Despite this sentiment, Brent crude is holding above $65 a barrel and new long-term market forecasts show demand rising for decades and supply at risk of underinvestment. The International Energy Agency said this week that more investment is needed in exploration and production to keep up with demand. Reality is proving to be far more nuanced than the herd mentality suggests.
Since the beginning of the year, most oil analysts cautioned that the OPEC+ decision to boost output would flood the market. Not only did the group ignore these calls, it accelerated the reversal of previous cuts, bringing back 2.2 million barrels per day (bpd) over six months, instead of the original 18-month plan. The eight members of OPEC+ who were voluntarily restricting supply went further earlier this month and will now boost output by a further 1.65 million bpd in phases, starting in October. The move was a message that demand is not collapsing. But in case of change in market conditions the group also said they would be willing to pause or go back to cutting output.

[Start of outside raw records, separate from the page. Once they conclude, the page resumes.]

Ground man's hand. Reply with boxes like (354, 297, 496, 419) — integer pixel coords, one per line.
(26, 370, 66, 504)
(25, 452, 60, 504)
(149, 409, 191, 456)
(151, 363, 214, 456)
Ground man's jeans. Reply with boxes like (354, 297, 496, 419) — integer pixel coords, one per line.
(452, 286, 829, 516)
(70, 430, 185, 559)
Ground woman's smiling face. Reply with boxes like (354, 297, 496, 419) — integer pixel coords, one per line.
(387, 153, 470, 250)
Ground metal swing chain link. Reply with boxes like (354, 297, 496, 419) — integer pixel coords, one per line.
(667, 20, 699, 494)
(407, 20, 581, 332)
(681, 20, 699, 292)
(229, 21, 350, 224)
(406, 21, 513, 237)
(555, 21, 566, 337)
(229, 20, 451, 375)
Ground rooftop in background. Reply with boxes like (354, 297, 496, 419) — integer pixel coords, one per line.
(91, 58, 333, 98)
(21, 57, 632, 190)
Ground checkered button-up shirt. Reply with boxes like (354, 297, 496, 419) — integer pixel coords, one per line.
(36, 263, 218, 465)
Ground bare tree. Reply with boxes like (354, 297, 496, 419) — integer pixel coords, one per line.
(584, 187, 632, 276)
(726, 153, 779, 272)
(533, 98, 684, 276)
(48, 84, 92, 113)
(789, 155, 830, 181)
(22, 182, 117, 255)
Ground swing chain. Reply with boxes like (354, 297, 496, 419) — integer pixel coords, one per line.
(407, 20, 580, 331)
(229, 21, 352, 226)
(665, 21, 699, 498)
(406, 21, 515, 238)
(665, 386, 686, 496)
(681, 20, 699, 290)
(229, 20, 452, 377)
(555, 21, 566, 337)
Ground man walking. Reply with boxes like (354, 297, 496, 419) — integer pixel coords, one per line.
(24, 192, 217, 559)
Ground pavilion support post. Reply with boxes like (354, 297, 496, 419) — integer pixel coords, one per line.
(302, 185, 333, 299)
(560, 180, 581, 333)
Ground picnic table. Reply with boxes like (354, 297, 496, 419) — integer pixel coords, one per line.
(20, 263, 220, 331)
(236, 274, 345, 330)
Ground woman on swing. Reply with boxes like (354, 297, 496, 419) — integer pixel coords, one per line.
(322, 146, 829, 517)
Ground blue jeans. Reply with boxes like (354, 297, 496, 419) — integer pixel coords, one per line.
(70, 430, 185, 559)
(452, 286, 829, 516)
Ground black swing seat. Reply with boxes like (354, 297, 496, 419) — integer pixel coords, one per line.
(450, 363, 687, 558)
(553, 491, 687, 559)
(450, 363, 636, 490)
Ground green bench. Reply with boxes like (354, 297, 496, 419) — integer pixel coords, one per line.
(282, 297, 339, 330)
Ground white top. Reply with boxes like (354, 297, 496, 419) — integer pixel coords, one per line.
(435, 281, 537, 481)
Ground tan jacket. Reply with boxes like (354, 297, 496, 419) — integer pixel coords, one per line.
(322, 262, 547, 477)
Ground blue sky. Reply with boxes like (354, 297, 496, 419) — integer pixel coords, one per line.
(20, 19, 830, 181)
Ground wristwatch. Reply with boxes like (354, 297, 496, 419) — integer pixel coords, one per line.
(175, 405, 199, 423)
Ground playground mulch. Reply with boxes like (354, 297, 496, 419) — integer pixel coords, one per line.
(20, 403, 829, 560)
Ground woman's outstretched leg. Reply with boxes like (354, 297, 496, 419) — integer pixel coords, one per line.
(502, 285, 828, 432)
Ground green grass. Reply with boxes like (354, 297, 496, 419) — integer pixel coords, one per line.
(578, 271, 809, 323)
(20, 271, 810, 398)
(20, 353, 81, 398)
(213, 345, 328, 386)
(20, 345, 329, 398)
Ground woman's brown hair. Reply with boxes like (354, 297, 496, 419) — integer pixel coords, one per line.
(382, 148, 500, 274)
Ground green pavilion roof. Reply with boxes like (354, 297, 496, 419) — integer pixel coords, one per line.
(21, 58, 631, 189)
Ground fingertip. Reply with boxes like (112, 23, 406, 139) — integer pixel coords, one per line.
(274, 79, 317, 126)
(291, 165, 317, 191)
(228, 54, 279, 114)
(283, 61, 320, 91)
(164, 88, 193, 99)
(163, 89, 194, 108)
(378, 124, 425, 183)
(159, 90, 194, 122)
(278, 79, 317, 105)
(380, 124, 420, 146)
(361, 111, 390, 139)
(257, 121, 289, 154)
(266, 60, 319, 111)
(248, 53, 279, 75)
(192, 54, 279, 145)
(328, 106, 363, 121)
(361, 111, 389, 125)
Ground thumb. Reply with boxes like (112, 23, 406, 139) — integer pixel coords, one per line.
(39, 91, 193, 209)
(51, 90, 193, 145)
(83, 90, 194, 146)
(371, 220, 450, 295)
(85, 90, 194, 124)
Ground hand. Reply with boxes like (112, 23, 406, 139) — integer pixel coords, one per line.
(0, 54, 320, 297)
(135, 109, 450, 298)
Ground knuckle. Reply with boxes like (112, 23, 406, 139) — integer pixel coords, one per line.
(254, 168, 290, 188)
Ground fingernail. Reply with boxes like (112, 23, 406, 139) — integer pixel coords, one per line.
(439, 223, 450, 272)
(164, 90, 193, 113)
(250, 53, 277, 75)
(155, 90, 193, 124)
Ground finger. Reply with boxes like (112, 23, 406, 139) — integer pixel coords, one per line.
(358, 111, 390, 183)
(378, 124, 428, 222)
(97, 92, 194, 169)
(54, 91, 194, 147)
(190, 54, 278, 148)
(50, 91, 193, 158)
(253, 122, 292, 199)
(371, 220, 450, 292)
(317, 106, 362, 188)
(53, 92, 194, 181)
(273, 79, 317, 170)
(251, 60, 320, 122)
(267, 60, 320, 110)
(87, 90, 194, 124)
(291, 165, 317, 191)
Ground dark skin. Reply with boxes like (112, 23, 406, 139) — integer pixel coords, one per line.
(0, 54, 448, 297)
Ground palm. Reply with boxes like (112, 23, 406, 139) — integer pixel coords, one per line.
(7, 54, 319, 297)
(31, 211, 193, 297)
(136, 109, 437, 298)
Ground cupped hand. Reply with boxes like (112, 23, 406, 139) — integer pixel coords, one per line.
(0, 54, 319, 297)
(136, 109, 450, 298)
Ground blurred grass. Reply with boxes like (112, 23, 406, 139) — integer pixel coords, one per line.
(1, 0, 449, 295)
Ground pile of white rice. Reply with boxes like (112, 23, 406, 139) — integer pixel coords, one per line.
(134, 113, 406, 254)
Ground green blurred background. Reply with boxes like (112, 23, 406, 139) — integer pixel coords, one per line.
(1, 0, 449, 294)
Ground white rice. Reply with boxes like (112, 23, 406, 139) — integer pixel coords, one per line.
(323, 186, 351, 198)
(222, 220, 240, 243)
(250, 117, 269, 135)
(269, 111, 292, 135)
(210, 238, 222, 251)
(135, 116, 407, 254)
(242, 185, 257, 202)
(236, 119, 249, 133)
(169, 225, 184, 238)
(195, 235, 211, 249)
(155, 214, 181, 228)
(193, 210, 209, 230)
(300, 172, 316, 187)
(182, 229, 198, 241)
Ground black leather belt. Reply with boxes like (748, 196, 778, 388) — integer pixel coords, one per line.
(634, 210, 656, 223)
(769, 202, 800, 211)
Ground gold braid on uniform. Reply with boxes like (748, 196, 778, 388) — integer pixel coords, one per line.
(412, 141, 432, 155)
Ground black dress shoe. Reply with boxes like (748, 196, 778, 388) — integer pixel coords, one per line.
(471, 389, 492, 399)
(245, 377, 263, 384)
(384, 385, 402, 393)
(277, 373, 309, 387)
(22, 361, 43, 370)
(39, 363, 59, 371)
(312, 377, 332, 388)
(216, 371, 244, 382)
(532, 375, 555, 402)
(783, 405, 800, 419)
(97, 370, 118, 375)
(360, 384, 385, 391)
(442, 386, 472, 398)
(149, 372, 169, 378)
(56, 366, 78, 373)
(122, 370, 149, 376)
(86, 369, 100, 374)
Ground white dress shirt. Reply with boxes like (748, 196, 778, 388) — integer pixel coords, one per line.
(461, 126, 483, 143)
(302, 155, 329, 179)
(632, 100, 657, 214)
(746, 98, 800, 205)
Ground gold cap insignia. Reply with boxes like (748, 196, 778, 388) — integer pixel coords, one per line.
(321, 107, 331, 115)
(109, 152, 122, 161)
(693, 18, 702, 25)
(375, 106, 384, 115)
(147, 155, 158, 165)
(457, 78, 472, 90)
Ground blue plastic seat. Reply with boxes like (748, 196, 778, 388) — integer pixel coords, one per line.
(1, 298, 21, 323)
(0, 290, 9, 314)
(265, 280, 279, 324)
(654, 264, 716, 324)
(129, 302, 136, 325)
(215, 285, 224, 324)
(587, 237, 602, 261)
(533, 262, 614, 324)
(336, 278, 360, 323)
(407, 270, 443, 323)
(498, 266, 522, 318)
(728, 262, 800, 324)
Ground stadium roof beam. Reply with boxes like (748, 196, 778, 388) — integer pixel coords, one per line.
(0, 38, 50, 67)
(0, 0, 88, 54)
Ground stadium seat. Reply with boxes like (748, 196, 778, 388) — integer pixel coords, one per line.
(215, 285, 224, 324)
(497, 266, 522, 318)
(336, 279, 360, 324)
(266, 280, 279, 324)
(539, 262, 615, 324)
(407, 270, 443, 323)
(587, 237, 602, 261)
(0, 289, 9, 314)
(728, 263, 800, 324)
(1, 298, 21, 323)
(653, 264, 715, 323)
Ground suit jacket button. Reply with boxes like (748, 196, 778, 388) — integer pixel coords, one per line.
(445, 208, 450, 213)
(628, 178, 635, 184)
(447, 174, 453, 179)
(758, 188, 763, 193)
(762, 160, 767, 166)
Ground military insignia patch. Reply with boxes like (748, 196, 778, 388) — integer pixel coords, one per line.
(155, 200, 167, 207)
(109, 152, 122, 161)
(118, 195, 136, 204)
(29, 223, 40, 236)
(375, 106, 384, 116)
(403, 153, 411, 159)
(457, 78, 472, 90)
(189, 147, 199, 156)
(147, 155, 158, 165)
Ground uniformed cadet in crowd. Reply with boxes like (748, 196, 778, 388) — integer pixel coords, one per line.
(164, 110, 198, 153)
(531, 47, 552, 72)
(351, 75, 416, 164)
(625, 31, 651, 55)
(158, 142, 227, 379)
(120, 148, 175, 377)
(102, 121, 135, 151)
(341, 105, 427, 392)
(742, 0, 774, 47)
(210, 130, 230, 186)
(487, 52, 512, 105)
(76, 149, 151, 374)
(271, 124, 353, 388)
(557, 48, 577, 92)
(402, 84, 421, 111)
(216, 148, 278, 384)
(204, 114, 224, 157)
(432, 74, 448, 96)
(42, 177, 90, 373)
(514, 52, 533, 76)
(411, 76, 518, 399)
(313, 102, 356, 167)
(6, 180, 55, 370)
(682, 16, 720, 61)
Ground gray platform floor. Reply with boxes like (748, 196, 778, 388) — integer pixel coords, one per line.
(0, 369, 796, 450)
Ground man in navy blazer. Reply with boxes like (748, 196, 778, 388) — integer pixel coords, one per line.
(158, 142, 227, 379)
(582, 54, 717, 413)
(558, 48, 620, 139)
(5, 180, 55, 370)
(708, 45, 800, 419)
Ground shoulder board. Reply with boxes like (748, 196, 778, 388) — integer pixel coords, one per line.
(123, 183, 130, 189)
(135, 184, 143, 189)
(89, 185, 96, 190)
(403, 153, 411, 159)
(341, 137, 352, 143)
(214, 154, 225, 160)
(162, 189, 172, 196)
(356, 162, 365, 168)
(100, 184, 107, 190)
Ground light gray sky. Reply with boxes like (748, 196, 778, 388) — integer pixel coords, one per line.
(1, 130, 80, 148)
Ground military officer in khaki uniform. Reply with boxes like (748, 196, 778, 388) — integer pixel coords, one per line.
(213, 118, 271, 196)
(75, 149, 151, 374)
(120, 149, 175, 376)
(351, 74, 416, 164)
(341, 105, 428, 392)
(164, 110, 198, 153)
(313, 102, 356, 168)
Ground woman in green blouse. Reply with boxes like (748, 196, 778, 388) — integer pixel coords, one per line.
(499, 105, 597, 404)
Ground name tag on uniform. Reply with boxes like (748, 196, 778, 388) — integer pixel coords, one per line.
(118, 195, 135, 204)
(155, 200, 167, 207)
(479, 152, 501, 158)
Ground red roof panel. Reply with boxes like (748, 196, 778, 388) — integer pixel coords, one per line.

Nowhere is the demand side of the equation clearer than in China. State buyers have quietly absorbed nearly 90% of the additional OPEC+ supply, channeling it into both strategic and commercial storage, which so far provides China a demand cover of around 75 days. The stock building comes amid trade tensions between the US and China, with energy security becoming even more important.
China plans to purchase 140 million barrels for storage between July 2025 and March 2026, according to people familiar with the matter, and will have an additional 200 million barrels of storage capacity ready by the end of 2026. The stockpiling and storage expansion will ensure that the buying spree continues, providing a cushion against oversupply that is, to some extent, decoupled from immediate price signals.
Beyond fundamentals, traders at APPEC repeatedly raised geopolitical risks, from US tariffs and sanctions to the unresolved wars in the Middle East and Ukraine. These risks have translated to a premium on oil prices and may lead to supply shortages. One trader told me: “No one can afford to express bearishness in this market, otherwise you’ll get burnt.”
So far, the dire forecasts for crude prices haven’t played out. OPEC+ is signaling strength, China is stockpiling aggressively, US shale production has plateaued, and geopolitical risks all suggest that the market is tighter than the herd assumes. Those betting heavily against oil may end up regretting it.
Amena Bakr is the Head of Middle East Energy & OPEC+ research at Kpler, an independent global commodities trade intelligence company.

Notable
- The consensus that oil, gas, and coal consumption would peak this decade is falling apart, and Bloomberg columnist Javier Blas warns that global temperatures could rise toward a “disastrous 3C” above pre-industrial averages.
- Oil prices may still fall to the low $50s per barrel this year as OPEC+ increases contribute to a surplus at the end of 2025, but lower investment in production already indicates that a recovery may begin in 2026, according to a Goldman Sachs report.